Nel caso in esame il giudice dell’esecuzione ha accertato che la demolizione riguarda l’intero manufatto, non sussistendo pertanto alcuna impossibilità di ripristino dello stato dei luoghi, in quanto il permesso di costruire in sanatoria è prevedibilmente destinato a essere annullato e le richieste di condono a essere respinte, a seguito delle prossime determinazioni conclusive dell’amministrazione procedente, con ciò correttamente escludendo qualsiasi ostacolo alla esecuzione della demolizione, da cui non possono derivare pregiudizi di sorte per parti legittime del fabbricato, che è interamente destinato alla demolizione.

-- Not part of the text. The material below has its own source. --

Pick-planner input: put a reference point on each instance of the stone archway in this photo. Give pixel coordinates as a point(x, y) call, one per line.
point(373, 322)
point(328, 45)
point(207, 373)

4. In conclusione il giudice dell’esecuzione ha correttamente ritenuto insussistente sia l’incompatibilità tra atti amministrativi e l’esecuzione della demolizione, sia l’impossibilità del ripristino dello stato dei luoghi, con la conseguente manifesta infondatezza di entrambi i motivi di ricorso, che ne comporta l’inammissibilità.
Alla declaratoria di inammissibilità del ricorso consegue, ex art. 616 cod. proc. pen., l’onere delle spese del procedimento, nonché del versamento di una somma in favore della Cassa delle Ammende, che si determina equitativamente, in ragione dei motivi dedotti, nella misura di euro 3.000,00 per ciascun ricorrente.

P.Q.M.

Dichiara inammissibili i ricorsi e condanna i ricorrenti al pagamento delle spese processuali e della somma di euro tremila in favore della Cassa delle Ammende.